OceanGate CEO Stockton Rush in 2022: "I don't think it's very dangerous"

Like much of the rest of the world, I'm absolutely fixated on the OceanGate story. I found this very interesting and disturbing interview with OceanGate CEO Stockton Rush—featured on Season 2, Episode 17 of Unsung Science with David Pogue, which aired November 27, 2022. Three parts of the interview especially stood out to me.

First, here's Rush discussing the "MacGyvery" nature of the vessel:

POGUE: It seems like this submersible has some elements of MacGyvery jerryriggedness . You're like, "we bought these handles off camperworld.com". You're like, "these thrusters are modified from some other purpose." 

RUSH: I don't know if I'd use that description of it. But, there are certain things that you want to be buttoned down, and that's the pressure vessel. 

POGUE: The pressure vessel is the carbon-fiber tube—the part that keeps the human beings alive. 

RUSH: (cont'd) So, the pressure vessel is not MacGyver at all, because that's where we work with Boeing and NASA and the University of Washington. That part, once the pressure vessel is — you're certain it's not going to collapse on everybody, everything else can fail. It doesn't matter. Your thrusters can go. Your lights can go. All these things can fail. You're still going to be safe. And so, that allows you to do what you call MacGyver stuff. You just have to be very careful that the life support system, the sub itself, the oxygen system, the carbon dioxide scrubbing, all that stuff that needs to be buttoned down.
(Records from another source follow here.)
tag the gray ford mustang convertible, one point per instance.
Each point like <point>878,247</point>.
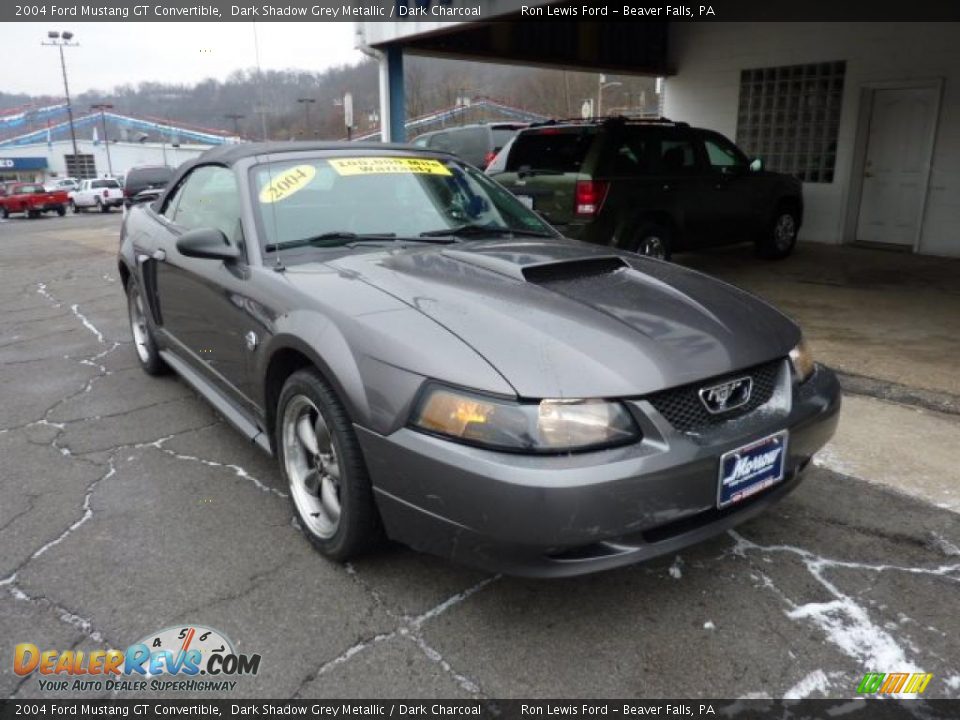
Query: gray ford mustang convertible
<point>430,361</point>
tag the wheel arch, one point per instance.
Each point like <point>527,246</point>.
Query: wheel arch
<point>628,227</point>
<point>287,353</point>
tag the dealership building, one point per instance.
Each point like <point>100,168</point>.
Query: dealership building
<point>867,114</point>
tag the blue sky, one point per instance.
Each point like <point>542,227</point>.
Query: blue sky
<point>125,52</point>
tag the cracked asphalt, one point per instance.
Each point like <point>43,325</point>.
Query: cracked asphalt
<point>127,505</point>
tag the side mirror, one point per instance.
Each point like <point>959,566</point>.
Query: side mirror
<point>207,243</point>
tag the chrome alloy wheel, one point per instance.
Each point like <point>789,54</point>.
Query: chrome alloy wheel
<point>138,326</point>
<point>312,464</point>
<point>784,231</point>
<point>652,246</point>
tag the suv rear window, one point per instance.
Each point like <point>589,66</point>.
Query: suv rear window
<point>149,176</point>
<point>551,149</point>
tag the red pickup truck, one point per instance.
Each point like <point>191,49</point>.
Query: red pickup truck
<point>31,200</point>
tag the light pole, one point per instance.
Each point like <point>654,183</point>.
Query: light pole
<point>103,124</point>
<point>602,85</point>
<point>61,40</point>
<point>306,102</point>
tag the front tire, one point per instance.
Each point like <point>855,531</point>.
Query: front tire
<point>780,239</point>
<point>143,340</point>
<point>320,458</point>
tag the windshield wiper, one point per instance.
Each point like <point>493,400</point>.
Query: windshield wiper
<point>479,230</point>
<point>338,238</point>
<point>525,172</point>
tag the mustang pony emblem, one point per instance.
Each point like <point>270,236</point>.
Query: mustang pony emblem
<point>727,396</point>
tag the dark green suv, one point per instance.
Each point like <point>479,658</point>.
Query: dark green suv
<point>650,186</point>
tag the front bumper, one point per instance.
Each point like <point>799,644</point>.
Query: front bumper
<point>568,515</point>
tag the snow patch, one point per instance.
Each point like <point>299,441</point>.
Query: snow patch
<point>75,309</point>
<point>676,570</point>
<point>829,458</point>
<point>817,681</point>
<point>845,623</point>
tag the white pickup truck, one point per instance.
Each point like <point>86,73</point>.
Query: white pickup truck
<point>102,194</point>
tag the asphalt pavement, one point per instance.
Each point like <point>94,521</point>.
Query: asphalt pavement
<point>127,505</point>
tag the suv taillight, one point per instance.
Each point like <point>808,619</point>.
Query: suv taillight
<point>589,197</point>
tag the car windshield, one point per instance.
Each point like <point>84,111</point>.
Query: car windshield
<point>404,197</point>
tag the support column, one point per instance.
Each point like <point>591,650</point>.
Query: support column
<point>394,123</point>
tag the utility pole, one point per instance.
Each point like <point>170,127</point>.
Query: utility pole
<point>59,40</point>
<point>103,124</point>
<point>306,102</point>
<point>236,117</point>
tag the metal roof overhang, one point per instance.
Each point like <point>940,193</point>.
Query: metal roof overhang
<point>621,46</point>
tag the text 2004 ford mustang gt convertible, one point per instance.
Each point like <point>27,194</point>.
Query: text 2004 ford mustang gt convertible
<point>428,359</point>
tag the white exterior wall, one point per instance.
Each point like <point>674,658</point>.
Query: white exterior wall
<point>123,156</point>
<point>705,92</point>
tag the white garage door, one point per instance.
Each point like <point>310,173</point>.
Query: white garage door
<point>897,165</point>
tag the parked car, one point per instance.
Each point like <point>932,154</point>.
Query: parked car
<point>102,194</point>
<point>66,184</point>
<point>475,144</point>
<point>32,199</point>
<point>429,359</point>
<point>651,187</point>
<point>144,177</point>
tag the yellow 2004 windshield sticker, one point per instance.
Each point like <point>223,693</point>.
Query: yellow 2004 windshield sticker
<point>290,181</point>
<point>381,166</point>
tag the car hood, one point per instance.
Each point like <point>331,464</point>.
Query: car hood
<point>564,319</point>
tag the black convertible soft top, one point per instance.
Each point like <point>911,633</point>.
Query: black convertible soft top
<point>229,154</point>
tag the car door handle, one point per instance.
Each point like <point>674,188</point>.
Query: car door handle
<point>158,255</point>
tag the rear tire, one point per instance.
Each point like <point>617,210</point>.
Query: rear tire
<point>320,458</point>
<point>143,341</point>
<point>653,239</point>
<point>781,237</point>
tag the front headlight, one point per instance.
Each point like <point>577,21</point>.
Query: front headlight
<point>802,360</point>
<point>545,426</point>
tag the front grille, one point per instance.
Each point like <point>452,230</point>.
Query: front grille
<point>683,408</point>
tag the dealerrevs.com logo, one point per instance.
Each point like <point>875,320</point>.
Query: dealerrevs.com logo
<point>184,658</point>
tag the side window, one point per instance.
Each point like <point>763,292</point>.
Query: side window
<point>633,155</point>
<point>209,199</point>
<point>723,155</point>
<point>170,209</point>
<point>677,156</point>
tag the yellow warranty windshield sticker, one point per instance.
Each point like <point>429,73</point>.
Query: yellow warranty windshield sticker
<point>287,183</point>
<point>381,166</point>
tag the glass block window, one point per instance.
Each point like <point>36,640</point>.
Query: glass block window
<point>789,117</point>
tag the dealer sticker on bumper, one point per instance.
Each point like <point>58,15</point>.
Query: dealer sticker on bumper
<point>752,468</point>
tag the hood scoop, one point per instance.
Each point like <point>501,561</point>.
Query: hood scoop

POGUE: But, surely, I'm not the first layperson to say, "I can't believe this isn't a more finished solid state-of-the-art NASA electronic." I mean, you're putting construction pipes as ballast.

RUSH: People are surprised by it, and not people in the industry, because that's what they do. I mean, the French had bags of stuff they dropped. The Russians used just steel shot with a little magnetic release and they drop it. All deep diving subs are prototypes.

POGUE: Please remember that line: All deep-diving subs are prototypes. That should be a T-shirt.

POGUE to RUSH: Are there ever clients who are taken aback and expected something more…polished? 

RUSH: Oh, yes. Yes. When we started out, we did have cases where a travel agent or a travel consultant would lead them to believe this was like going to the Four Seasons and booking a zip lining trip, and we'll never be like that. 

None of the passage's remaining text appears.